Musically, Director Avi Stein (conducting from the tiny harpsichord), gave an impetus and push to each scene. The first familiar notes took an odd rhythmic jolt, but Poppea has no authoritative score, so perhaps he was right. And hearing so many female voices could have become tiresome. Yet as the sex and violence continued with music verging on the most dissonant sounds, he never lost sight of the erotic storyline, with the voices to do his bidding.

And what voices they were!! The women (and rare men) had the vocal expertise to essay Baroque phrasing, melismas and trills with ease. And above all stands (or sits or lies) Poppea, played by Hai-ting Ching, already an established Baroque singer. Only in the third act was her voice raised.

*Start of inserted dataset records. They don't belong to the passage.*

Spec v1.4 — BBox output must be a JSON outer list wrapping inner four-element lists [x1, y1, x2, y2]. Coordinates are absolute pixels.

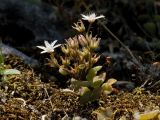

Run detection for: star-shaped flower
[[81, 13, 105, 23], [37, 40, 61, 53]]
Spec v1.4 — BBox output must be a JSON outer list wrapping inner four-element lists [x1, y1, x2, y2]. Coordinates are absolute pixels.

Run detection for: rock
[[0, 0, 61, 47], [1, 43, 39, 67]]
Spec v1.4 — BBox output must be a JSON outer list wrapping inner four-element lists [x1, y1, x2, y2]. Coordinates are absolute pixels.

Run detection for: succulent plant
[[71, 66, 116, 103]]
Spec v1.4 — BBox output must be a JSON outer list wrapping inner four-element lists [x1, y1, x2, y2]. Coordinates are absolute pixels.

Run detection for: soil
[[0, 55, 160, 120]]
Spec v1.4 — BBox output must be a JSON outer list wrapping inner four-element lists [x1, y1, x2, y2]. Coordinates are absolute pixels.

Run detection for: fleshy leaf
[[59, 67, 68, 76], [92, 107, 113, 120], [71, 78, 91, 90], [0, 69, 21, 75], [86, 66, 102, 81], [93, 73, 106, 88]]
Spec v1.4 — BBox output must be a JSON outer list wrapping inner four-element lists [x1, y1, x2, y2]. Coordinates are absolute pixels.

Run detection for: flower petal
[[37, 46, 46, 50], [51, 40, 57, 46], [53, 44, 61, 49], [44, 41, 51, 48]]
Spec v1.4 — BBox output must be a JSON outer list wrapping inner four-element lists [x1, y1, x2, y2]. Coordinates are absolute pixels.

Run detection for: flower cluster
[[37, 13, 115, 102]]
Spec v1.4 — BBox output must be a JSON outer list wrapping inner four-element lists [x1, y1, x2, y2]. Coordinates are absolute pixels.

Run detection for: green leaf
[[80, 91, 92, 104], [92, 73, 106, 88], [59, 67, 68, 76], [0, 69, 21, 75], [71, 79, 91, 90], [86, 66, 102, 82]]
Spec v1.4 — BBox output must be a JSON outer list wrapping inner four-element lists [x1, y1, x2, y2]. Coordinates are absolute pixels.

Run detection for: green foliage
[[71, 66, 116, 103]]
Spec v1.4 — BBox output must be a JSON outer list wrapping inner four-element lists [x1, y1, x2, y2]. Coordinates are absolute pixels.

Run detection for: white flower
[[37, 40, 61, 53], [81, 13, 105, 23]]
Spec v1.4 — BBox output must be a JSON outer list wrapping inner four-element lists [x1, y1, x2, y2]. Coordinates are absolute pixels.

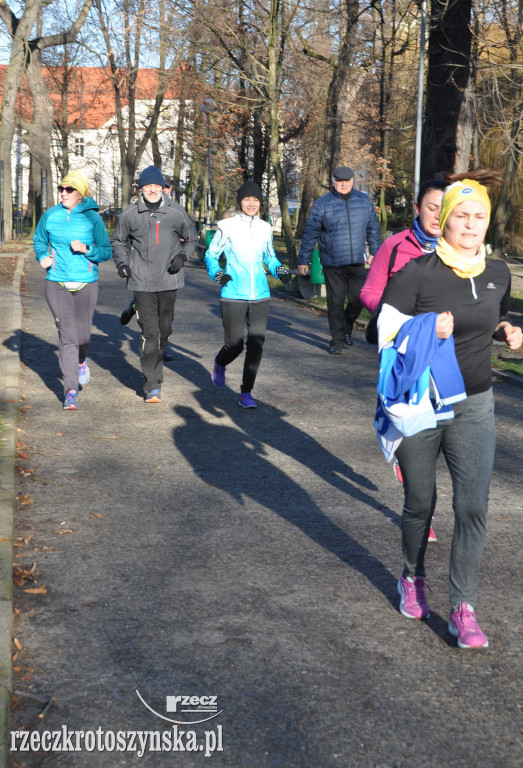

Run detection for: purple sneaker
[[78, 360, 91, 387], [398, 573, 430, 619], [64, 389, 78, 411], [449, 602, 488, 648], [212, 358, 227, 387], [238, 392, 258, 408]]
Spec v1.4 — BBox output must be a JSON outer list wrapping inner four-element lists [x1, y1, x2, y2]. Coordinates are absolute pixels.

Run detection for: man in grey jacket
[[111, 165, 197, 403]]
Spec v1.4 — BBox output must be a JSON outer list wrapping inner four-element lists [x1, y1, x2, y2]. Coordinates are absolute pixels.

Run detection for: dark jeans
[[323, 264, 367, 348], [396, 389, 496, 606], [216, 299, 271, 392], [134, 290, 178, 392], [45, 280, 98, 393]]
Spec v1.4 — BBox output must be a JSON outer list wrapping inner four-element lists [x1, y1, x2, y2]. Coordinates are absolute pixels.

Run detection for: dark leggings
[[45, 280, 98, 393], [396, 389, 496, 606], [216, 299, 270, 392]]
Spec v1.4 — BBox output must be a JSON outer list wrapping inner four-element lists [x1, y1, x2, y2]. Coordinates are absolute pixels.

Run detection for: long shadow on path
[[173, 406, 448, 642]]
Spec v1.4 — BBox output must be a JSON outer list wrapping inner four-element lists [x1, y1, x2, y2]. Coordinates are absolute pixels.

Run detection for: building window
[[74, 136, 84, 157]]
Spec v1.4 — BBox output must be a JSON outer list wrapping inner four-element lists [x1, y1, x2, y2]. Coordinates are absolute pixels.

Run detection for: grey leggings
[[396, 389, 496, 606], [216, 299, 271, 392], [45, 280, 98, 393]]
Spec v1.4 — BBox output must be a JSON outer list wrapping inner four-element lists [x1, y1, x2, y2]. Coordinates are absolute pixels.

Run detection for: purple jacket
[[360, 229, 425, 313]]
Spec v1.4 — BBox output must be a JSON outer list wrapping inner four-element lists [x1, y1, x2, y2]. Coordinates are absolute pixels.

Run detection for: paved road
[[11, 255, 523, 768]]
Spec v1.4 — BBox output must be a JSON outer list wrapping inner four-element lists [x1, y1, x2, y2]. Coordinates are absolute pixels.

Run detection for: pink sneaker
[[398, 573, 430, 619], [449, 602, 488, 648]]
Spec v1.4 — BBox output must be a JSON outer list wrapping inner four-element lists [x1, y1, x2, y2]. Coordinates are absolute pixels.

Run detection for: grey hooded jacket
[[111, 194, 197, 291]]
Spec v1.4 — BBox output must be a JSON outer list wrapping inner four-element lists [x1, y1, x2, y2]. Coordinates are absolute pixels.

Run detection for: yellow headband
[[439, 179, 490, 231], [62, 171, 89, 197]]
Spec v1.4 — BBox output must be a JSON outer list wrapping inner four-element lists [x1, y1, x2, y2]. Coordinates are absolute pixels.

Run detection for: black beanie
[[236, 181, 263, 205], [138, 165, 164, 189]]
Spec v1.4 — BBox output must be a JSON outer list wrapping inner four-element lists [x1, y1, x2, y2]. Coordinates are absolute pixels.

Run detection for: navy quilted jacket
[[298, 188, 381, 267]]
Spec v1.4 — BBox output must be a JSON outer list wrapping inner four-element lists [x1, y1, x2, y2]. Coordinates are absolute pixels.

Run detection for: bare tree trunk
[[492, 0, 523, 257], [23, 46, 54, 223], [422, 0, 472, 178], [173, 96, 185, 203], [320, 0, 359, 191], [296, 125, 320, 238], [267, 0, 296, 268]]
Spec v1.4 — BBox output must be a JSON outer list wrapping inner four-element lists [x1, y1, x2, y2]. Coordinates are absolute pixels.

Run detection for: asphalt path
[[11, 259, 523, 768]]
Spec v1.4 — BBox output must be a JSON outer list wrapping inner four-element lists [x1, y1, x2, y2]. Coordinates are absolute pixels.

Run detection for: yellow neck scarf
[[436, 237, 487, 277]]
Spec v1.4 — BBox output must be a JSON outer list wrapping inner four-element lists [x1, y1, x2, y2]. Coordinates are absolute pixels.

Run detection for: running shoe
[[398, 573, 430, 619], [64, 389, 78, 411], [78, 360, 91, 387], [145, 389, 162, 403], [212, 358, 226, 388], [120, 300, 136, 325], [449, 602, 488, 648], [238, 392, 258, 408]]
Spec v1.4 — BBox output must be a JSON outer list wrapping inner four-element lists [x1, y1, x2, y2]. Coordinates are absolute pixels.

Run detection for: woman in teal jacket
[[33, 171, 112, 410], [205, 181, 291, 408]]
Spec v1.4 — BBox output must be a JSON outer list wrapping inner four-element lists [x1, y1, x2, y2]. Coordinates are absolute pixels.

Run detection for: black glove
[[167, 251, 187, 275], [214, 269, 232, 285], [276, 264, 292, 283], [118, 264, 132, 277]]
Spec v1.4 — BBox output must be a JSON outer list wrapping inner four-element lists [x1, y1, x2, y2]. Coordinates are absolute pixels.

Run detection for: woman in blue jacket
[[205, 181, 291, 408], [33, 171, 112, 410]]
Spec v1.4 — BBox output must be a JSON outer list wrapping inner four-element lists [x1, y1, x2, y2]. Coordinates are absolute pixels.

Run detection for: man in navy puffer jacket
[[298, 166, 381, 355]]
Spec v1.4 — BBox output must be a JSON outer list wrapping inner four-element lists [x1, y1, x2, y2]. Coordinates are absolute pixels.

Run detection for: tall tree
[[422, 0, 472, 178]]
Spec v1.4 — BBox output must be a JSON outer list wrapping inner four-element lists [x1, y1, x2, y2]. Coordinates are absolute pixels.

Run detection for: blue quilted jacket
[[298, 187, 381, 267], [33, 197, 112, 283], [205, 213, 281, 301]]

But her passion—especially in the low register—was more than enough for volume.

She resembled that silent film vamp, Theda Bara, and acted equally seductive. As for her stage presence, well, Ms. Chinn was prone to….

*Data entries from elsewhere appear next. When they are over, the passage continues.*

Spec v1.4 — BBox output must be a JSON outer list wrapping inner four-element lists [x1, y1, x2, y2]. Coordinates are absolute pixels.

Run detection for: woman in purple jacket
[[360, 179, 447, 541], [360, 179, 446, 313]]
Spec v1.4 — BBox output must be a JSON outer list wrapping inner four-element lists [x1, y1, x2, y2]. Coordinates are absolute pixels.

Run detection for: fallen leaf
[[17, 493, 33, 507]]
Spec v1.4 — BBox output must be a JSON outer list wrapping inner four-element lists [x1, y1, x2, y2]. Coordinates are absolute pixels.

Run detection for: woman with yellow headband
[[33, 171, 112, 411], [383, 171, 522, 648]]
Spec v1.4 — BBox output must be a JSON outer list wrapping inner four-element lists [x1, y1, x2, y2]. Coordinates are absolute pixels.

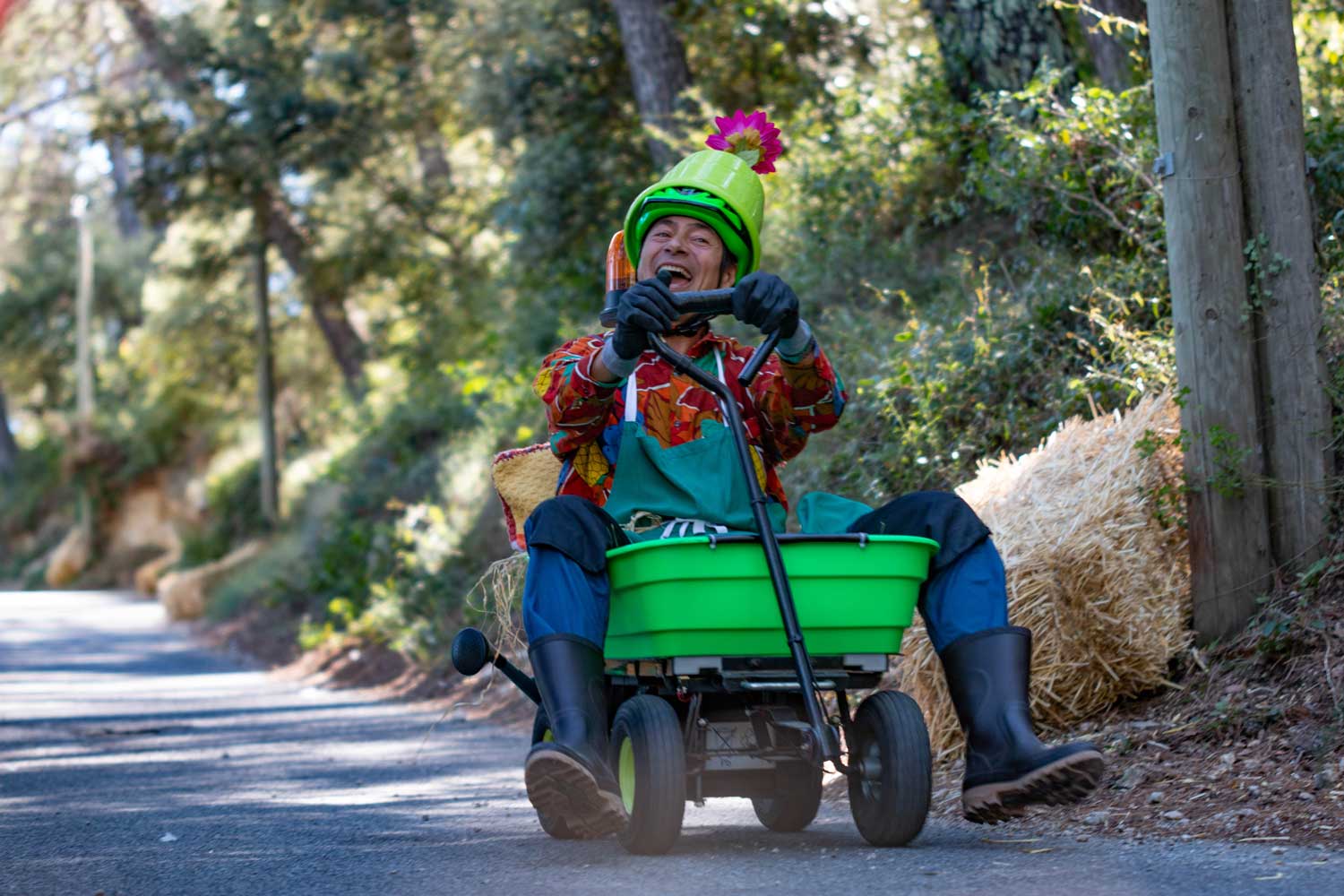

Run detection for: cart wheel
[[752, 762, 822, 834], [849, 691, 933, 847], [612, 694, 685, 856], [532, 707, 583, 840]]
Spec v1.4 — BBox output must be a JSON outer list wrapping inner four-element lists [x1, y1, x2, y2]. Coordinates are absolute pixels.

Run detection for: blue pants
[[523, 492, 1008, 653]]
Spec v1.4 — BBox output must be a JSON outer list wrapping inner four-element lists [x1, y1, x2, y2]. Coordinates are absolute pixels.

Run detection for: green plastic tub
[[605, 535, 938, 659]]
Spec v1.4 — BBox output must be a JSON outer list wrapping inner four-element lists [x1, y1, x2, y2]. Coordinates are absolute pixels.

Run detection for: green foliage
[[177, 460, 266, 570]]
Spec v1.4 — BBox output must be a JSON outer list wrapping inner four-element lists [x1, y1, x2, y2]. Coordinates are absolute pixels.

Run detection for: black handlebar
[[601, 289, 733, 326]]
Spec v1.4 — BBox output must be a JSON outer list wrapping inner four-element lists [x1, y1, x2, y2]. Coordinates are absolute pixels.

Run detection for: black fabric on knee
[[523, 495, 631, 573], [849, 492, 989, 573]]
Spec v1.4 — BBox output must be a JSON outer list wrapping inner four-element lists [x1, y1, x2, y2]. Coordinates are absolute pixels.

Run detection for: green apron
[[605, 349, 785, 541]]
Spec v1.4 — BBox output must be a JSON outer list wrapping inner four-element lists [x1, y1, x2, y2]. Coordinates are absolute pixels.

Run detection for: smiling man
[[523, 110, 1102, 837]]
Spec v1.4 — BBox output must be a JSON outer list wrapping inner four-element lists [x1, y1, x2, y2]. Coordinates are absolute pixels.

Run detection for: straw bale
[[898, 395, 1191, 758]]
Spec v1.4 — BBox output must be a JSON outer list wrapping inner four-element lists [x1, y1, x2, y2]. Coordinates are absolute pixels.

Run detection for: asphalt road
[[0, 592, 1344, 896]]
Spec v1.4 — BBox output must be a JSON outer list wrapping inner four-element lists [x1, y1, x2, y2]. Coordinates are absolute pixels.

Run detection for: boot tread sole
[[523, 751, 626, 840], [961, 750, 1105, 825]]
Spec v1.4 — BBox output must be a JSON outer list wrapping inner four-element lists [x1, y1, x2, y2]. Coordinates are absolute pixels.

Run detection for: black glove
[[733, 271, 798, 339], [612, 274, 677, 360]]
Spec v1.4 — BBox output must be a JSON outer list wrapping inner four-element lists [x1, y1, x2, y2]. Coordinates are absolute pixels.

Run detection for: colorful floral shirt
[[532, 332, 846, 508]]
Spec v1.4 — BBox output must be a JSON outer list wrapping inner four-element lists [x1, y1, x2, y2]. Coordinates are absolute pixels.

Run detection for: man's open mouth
[[659, 264, 691, 290]]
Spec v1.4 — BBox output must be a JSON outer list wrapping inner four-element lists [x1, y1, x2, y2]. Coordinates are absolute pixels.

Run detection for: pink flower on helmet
[[704, 108, 784, 175]]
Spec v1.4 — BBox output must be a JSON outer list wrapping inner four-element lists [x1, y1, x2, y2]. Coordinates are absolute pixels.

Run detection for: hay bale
[[898, 395, 1191, 759]]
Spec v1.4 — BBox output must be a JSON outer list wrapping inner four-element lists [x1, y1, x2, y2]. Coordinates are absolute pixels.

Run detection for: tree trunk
[[612, 0, 691, 169], [1228, 0, 1333, 570], [1148, 0, 1274, 643], [387, 4, 453, 194], [108, 137, 144, 239], [924, 0, 1073, 102], [117, 0, 365, 401], [0, 385, 19, 479], [253, 197, 280, 525], [263, 191, 365, 401], [1078, 0, 1148, 91]]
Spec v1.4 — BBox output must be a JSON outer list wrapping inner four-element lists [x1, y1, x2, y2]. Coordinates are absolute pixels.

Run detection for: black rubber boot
[[941, 626, 1105, 825], [524, 634, 626, 837]]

Oh, hell, she was simply prone! An iconic voluptuary.

Cherry Duke, as Nero, is usually played by a tenor, but this soprano (originally a castrato?) was very appealing. Ms. Duke was also a complex. character: weak, vindictive, heroic and a pawn for Poppea. (I like the translation of the final aria: She: “I adore you.” He: “I desire you.” That says it all.)

Ottavio, Nero’s unhappy wife played by Melissa Fogarty has a moment in the last act when, banished from Rome, she sings farewell and sadly departs. Very moving indeed. Jeffrey Mandelbaum was the equivalent cuckolded husband. His counter-tenor register was easy and believable. Steven Hrycelak played Seneca like Polonius, but his bass-baritone was a welcome change, and the death aria—so beautiful than even Chaliapin used to sing it—was very effective.

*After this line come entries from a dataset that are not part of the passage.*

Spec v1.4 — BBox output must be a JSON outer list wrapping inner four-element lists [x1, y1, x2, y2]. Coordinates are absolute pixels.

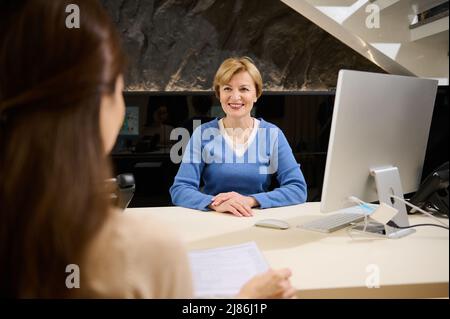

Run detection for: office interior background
[[102, 0, 449, 207]]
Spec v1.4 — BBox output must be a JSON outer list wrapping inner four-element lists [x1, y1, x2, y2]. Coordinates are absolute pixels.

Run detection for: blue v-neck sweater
[[170, 118, 306, 210]]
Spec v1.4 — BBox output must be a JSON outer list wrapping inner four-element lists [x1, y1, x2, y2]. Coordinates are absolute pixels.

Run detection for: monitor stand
[[353, 166, 415, 238]]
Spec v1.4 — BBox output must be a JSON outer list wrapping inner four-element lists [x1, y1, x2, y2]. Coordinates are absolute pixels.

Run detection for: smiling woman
[[170, 57, 306, 216]]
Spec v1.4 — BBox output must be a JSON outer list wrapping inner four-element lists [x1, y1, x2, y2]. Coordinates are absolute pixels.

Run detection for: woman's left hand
[[211, 192, 258, 207]]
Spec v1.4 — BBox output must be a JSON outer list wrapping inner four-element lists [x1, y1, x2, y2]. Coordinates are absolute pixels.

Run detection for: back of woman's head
[[0, 0, 124, 297]]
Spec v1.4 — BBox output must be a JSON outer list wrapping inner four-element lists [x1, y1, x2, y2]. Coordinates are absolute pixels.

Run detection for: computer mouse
[[255, 219, 289, 229]]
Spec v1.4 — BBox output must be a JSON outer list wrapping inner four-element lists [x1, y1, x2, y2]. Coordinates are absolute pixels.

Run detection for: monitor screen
[[119, 106, 139, 136], [321, 70, 437, 218]]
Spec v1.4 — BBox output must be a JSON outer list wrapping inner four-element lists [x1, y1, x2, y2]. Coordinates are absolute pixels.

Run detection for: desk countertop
[[126, 203, 449, 298]]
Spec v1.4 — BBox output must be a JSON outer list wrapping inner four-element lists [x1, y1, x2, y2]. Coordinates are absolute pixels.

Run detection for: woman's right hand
[[208, 198, 253, 217], [237, 268, 296, 299]]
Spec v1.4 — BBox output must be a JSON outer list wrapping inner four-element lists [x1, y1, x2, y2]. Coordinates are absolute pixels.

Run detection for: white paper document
[[189, 242, 269, 298]]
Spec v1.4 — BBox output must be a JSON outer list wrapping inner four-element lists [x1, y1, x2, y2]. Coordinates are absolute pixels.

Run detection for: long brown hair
[[0, 0, 124, 297]]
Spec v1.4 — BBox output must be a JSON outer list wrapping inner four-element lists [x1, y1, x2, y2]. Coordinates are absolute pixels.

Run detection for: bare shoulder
[[112, 212, 182, 254]]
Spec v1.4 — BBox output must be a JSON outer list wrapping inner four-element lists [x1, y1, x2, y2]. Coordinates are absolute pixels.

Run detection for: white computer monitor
[[321, 70, 438, 234]]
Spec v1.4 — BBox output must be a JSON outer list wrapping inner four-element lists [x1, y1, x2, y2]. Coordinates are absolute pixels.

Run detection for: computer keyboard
[[298, 213, 364, 233]]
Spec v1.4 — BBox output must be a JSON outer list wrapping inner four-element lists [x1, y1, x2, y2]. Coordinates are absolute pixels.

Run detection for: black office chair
[[108, 174, 136, 210]]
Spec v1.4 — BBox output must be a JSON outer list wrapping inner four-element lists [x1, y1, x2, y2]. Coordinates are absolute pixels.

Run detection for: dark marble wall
[[102, 0, 383, 91]]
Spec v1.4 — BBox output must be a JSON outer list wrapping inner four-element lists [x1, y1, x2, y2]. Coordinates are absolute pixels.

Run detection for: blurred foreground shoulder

The audience favorite was undoubtedly Marie Mascari, as Fortune (and later the Queen’s attendant, Valleto). Her voice was clear as a bell, but she was so electric in her movements that an ordinary director would request her to tone them down. Ms. Manich, though, is no ordinary director, and this was no ordinary opera.

In fact, all of the acting was paradoxically fascinating. The rolling eyes, exaggerated gestures, the eclectic costuming (Nero wears Crown, necktie and sandals) is theoretically an unplayable jumble. But it works.

While no established score is extant (and I have only the repugnant Raymond Leppard version), it is apparent that this was the complete opera. But the intimacy of the stage and musical expertise made this one of the great occasions of this year’s opera.

One important caveat. Belatedly I looked at the program introduction where Artistic Director Wesley Chinn “encourages” us to “clap, cheer, catcall or even boo.” Perhaps that was the tradition in Venice many centuries ago, but this production was so compulsive that one could only feel awe, both for the young performers and the ageless composer.